I’ve never really like LA. I suppose this is a confession, but not surprising from a woman who grew up in Portland, Oregon. I could list all the reasons I’ve never enjoyed Los Angeles, the cultural clash that caused a cognitive dissonance.
But that would overshadow another confession I feel compelled to make –
I also kind of like LA.
I should clarify – I like pockets of LA. The distinct neighborhoods that patchwork together into the gigantic urban sprawl quilt that makes up Los Angeles. Temple City, on the eastern edge where my aunt lives, is a perfect example. Once upon a time created as a suburb for affluent whites, it’s now a changing tapestry of ethnic groups, currently a mix of Asian cultures. Elders gather in the park to practice synchronized tai chi and coffee shops serve sushi.

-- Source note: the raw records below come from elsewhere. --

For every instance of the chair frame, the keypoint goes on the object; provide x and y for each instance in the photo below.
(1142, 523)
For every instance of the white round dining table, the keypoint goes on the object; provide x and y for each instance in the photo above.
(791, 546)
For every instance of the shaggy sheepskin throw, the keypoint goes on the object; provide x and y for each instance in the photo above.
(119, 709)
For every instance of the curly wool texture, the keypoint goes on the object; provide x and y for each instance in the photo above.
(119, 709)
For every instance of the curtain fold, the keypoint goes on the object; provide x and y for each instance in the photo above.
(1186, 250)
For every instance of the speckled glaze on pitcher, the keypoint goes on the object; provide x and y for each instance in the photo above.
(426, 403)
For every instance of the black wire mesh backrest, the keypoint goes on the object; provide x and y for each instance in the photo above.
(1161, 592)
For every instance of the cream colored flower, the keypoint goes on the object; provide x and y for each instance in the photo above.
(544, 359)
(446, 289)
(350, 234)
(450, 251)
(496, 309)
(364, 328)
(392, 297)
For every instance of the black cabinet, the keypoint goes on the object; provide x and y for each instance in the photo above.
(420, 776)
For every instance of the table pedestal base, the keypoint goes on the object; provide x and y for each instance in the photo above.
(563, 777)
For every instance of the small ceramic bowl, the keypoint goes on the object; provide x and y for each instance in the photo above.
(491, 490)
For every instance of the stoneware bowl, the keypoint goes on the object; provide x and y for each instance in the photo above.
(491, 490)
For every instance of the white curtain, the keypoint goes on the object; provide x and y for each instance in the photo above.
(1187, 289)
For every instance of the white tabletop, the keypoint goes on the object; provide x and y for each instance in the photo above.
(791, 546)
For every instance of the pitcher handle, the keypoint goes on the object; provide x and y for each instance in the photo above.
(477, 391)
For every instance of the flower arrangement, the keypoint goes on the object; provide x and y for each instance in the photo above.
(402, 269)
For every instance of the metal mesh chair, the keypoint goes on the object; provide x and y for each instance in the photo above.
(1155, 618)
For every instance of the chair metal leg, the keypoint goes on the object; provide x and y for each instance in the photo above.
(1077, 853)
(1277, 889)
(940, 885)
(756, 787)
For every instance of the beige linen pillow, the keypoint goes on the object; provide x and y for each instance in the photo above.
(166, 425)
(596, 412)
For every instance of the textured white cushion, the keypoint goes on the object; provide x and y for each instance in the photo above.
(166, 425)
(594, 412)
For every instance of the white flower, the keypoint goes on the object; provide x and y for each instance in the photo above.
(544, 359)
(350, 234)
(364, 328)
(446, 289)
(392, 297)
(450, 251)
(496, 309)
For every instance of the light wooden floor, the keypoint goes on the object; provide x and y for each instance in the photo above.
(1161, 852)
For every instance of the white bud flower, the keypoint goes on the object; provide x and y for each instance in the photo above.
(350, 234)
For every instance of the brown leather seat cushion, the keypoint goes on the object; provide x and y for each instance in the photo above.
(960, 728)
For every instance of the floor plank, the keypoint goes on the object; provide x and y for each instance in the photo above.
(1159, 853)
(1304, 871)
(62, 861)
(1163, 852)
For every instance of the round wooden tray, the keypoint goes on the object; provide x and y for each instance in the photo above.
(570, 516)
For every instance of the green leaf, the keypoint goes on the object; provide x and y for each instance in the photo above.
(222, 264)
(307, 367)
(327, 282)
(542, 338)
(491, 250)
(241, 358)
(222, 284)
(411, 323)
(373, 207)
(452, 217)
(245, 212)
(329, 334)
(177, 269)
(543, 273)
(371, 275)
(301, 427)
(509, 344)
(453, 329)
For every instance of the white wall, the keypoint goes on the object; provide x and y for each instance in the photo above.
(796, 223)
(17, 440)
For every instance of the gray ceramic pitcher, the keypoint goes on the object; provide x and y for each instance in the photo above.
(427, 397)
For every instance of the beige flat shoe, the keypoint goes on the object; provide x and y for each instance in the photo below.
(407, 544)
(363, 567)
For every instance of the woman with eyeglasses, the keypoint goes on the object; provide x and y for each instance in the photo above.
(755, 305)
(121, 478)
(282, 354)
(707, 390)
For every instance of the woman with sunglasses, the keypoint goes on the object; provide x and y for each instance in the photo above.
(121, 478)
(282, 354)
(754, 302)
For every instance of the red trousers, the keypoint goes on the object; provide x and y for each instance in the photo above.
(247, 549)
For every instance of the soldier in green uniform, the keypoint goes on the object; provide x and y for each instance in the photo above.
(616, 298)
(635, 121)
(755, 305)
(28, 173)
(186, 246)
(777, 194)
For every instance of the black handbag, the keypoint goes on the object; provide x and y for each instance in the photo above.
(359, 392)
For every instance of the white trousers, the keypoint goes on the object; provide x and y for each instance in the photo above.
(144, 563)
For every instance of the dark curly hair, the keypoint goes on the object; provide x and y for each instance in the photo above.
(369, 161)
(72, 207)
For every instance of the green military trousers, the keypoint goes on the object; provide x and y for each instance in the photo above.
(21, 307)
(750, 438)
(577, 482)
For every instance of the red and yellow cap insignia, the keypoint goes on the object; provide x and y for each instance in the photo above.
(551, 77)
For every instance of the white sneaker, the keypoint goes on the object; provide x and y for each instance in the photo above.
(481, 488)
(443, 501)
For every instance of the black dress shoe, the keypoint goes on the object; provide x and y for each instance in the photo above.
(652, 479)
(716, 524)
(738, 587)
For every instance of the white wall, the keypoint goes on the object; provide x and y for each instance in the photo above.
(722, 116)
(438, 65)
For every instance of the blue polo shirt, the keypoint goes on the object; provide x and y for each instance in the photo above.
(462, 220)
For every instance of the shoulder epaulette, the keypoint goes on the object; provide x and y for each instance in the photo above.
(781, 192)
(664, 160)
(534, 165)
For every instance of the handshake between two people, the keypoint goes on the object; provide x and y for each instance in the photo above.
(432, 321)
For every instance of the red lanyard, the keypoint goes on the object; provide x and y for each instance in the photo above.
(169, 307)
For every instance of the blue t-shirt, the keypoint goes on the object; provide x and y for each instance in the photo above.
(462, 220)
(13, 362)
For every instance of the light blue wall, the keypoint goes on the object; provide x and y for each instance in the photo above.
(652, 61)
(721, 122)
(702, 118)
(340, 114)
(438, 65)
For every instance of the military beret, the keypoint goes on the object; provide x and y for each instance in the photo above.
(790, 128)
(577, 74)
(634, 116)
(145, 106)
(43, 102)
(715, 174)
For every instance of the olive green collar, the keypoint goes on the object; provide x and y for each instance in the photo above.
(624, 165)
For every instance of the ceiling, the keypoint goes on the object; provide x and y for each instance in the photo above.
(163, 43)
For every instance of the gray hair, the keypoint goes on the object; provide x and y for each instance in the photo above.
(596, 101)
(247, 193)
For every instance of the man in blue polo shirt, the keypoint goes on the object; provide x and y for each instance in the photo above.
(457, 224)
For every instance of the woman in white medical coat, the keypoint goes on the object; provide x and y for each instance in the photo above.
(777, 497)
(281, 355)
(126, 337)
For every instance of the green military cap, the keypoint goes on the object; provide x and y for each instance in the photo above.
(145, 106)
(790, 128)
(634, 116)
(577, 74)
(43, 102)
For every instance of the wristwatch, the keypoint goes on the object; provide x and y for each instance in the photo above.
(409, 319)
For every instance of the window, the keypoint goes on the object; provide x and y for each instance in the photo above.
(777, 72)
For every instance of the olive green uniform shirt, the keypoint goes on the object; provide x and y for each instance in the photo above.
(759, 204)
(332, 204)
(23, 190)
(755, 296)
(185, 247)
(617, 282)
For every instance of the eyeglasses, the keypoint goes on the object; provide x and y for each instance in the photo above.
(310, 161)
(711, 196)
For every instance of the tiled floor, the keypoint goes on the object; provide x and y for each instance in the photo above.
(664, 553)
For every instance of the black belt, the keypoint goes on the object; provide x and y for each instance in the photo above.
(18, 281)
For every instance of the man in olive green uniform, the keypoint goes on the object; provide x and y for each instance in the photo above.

It may take an hour by bus to get downtown or three agonizing hours to get to Griffith Park (I cannot fathom how long public transit would have taken to get to Santa Monica – I didn’t try), but it was eye-opening to live in a Los Angeles that exists beyond the typical tourist fare of Hollywood and crowded beaches.
My LA is the jaw-dropping collection of The Huntington Library in Pasadena, with everything from pivotal astronomical first editions to hand-written drafts of Jack London’s White Fang to a Gutenberg Bible on display.
My LA is a satisfying bowl of udon in a Little Tokyo restaurant tucked away in a shopping center and crowded with Japanese-Americans expertly slurping noodles with chopsticks.
My LA is stumbling across Last Bookstore, a den of the written word brushing shoulders with tacky pawn shops and run-down grande dames of theater.
I still wouldn’t live here, but I might visit more often.